These parameters can be read with `WorkloadContext::get_option`. This method will first try to get
the parameter value as a raw string and then convert it in a the type of your choice.
If the parameter doesn't exist, its value is invalid or set to `null`, the function returns `None`.
Example:
```rust
fn init(&mut self, context: WorkloadContext) -> bool {
let count: usize = self
.context
.get_option("myCustomOption")
.unwrap();
true
}
```
> note: you **have** to consume any parameter you set in the config file.
> If you do not read a parameter the fdbserver will trigger an error.
# Lifecycle
## Instantiation
When the fdbserver is ready, it will load your shared object and try to instantiate a workload
from it. It is at that time that your entrypoint is called. The simulation creates a random number
of "clients" and each one runs a workload. Your entrypoint will be called as many times as there
is clients.
> note: contrary to the `ExternalWorkload` which has a separate `create` and `init` method, the
> `RustWorkloads` is not created until the "init" phase.
## Setup/Start/Check
Those 3 phases are run in order for all workloads.
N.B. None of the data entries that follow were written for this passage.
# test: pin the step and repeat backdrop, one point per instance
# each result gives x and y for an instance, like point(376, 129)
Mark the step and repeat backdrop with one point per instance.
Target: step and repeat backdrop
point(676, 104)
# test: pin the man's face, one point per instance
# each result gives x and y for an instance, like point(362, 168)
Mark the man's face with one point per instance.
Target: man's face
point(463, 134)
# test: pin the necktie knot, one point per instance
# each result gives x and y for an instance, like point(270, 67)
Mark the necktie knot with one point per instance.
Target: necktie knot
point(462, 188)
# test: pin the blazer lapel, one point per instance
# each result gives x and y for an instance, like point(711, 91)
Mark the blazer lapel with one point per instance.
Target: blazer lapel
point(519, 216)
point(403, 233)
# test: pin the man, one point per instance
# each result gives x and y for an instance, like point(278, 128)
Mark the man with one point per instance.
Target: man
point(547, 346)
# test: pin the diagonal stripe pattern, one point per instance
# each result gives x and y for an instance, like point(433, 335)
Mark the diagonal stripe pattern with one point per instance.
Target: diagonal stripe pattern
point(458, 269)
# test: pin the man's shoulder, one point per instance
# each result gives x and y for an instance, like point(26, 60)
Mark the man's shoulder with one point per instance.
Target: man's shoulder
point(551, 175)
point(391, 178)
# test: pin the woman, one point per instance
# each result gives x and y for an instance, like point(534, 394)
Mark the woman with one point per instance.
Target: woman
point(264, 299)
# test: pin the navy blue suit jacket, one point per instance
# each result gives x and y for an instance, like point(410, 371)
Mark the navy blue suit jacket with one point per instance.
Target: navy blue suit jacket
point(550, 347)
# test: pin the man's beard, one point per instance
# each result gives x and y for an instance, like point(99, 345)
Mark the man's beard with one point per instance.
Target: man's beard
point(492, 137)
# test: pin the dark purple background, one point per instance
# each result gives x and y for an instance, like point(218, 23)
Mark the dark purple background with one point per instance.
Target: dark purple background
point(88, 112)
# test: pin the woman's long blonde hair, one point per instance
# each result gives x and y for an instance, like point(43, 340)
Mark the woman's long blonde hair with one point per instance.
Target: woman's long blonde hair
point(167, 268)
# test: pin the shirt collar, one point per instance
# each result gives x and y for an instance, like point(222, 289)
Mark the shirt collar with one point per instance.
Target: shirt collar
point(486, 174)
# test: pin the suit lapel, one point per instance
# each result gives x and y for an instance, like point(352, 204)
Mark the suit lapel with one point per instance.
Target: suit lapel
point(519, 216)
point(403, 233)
All workloads have to finish one phase for the
next one to start. Those phases are run asynchronously in the simulator and a workload indicates
it has finish by sending a boolean in its `done` promise.
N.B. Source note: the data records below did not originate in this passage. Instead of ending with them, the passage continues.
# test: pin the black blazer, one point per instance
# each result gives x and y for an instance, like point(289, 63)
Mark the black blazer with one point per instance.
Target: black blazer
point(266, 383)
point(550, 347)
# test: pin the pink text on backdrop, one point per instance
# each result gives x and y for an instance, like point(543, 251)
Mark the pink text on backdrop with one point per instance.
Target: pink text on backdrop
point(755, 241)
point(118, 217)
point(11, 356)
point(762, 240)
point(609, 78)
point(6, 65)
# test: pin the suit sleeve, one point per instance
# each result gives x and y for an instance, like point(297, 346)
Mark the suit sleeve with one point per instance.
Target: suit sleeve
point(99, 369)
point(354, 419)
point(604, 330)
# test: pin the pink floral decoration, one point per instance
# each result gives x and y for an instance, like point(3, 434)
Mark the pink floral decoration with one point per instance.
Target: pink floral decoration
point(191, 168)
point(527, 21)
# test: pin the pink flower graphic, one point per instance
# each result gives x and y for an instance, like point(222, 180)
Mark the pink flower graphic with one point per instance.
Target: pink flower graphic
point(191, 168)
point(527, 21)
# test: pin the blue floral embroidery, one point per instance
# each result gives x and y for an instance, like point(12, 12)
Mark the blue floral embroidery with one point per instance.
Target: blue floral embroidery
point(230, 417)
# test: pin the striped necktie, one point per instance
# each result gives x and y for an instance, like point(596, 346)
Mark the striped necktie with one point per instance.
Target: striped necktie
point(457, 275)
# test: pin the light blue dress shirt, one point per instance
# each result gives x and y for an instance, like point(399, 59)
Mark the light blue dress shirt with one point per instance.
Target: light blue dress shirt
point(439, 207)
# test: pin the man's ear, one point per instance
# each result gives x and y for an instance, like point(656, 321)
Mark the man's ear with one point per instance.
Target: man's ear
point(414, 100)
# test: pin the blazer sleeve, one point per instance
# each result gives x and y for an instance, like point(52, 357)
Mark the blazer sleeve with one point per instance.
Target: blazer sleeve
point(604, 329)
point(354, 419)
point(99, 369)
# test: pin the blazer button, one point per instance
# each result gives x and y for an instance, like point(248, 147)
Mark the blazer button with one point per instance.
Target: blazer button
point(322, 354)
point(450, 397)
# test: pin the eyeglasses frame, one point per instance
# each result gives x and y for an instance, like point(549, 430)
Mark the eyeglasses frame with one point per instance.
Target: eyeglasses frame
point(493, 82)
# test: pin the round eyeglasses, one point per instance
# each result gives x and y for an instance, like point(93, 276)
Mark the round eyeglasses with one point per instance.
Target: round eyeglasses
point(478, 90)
An important thing to understand is that **any code you write is blocking**. To ensure that the
simulation is determinist and repeatable, any time your code is running the fdbserver waits.
In other words, you **have** to hand the execution over to the fdbserver for anything to happen
on the database. To make it clear, this won't work:
```rust
fn setup(&'static mut self, db: SimDatabase, done: Promise) {
tokio::runtime::Builder::new_multi_thread()
.enable_all()
.build()
.unwrap()
.block_on(async {
let trx = db.create_trx().unwrap();
let version1 = trx.get_read_version().await.unwrap();
println!("version1: {}", version1);
let version2 = trx.get_read_version().await.unwrap();
println!("version2: {}", version2);
});
done.send(true);
}
```
This code is blocking, it creates a transaction and tries to commit but nothing on the database
can happen until `setup` returns. This is a deadlock, `trx.commit().await` waits for fdbserver
to continue, and the fdbserver waits for `setup` to end to execute any action pending on the
database. FoundationDB works with callbacks. The only thing you can do in those asynchronous
sections is to set a callback and let the function end. The fdbserver then kicks back in, and calls
your callback when it's ready. Uppon entering your callback, fdbserer stops again and waits for the
callback to finish. In it you can set another callback or send a boolean to the `done` promise.
This may look like this:
```rust
use foundationdb_sys::*;
fn setup(&'static mut self, db: Database, done: Promise) {
let trx = db.create_trx()
let f = fdb_transaction_get_read_version(trx);
fdb_future_set_callback(f, callback1, CallbackData { trx, done });
}
fn callback1(f: *mut FDBFuture, data: CallbackData) {
let mut version1;
fdb_future_get_int64(f, &mut version1);
println!("version1: {}", version1);
let f = fdb_transaction_get_read_version(data.trx);
fdb_future_set_callback(f, callback2, data);
}
fn callback2(f: *mut FDBFuture, data: CallbackData) {
let mut version2;
fdb_future_get_int64(f, &mut version2);
println!("version2: {}", version1);
data.done.send(true);
}
```
This is really cumbersome and errorprone to write. This is only correct way to communicate between
the workload and the fdbserver that:
- works (no deadlock, no invalid pointers...)
- ensure determinism
Using other standard runtimes from tokio or other libraries doesn't work and using different
threads would break determinism and isn't supported. A "wild" thread would be detected by the
fdbserver and crash. You would have to register it but we didn't implemented the bindings to
enable this. However we implemented a custom executor that simplifies a lot how it's written,
but does exactly the same thing under the hood. This example would be written:
```rust
fn setup(&'static mut self, db: SimDatabase, done: Promise) {
fdb_spawn(async {
let trx = db.create_trx().unwrap();
let version1 = trx.get_read_version().await.unwrap();
println!("version1: {}", version1);
let version2 = trx.get_read_version().await.unwrap();
println!("version2: {}", version2);
done.send(true);
});
}
```
`fdb_spawn` is a naive future executor that uses the fdbserver as reactor. It is only compatible
with futures that set callbacks in the fdbserver. So you can't use any async code in it. Any future
that isn't created by foundationdb-rs is subject to deadlock. All this is highly experimental so we
highly appreciate any feedback on it (alternatives, ameliorations, errors...).
### Common mistakes
The `done` promise has to be used. If you don't, the fdbserver crashes and you should see in the
log file a line saying `BrokenPromise`. This is expected behavior, explicitely tracked by fdbserver
and implemented on purpose by our wrapper. This is to prevent a deadlock, as a workload that does
not resolve its promise is considered as never ending and block the execution of all remaining
phases without triggering any error.
On the contrary, setting the value of `done` more than once is also an error. Doing so will
terminate the workload by panicking.
> note: `Promise::send` consumes the `Promise` to prevent it from being resolved twice.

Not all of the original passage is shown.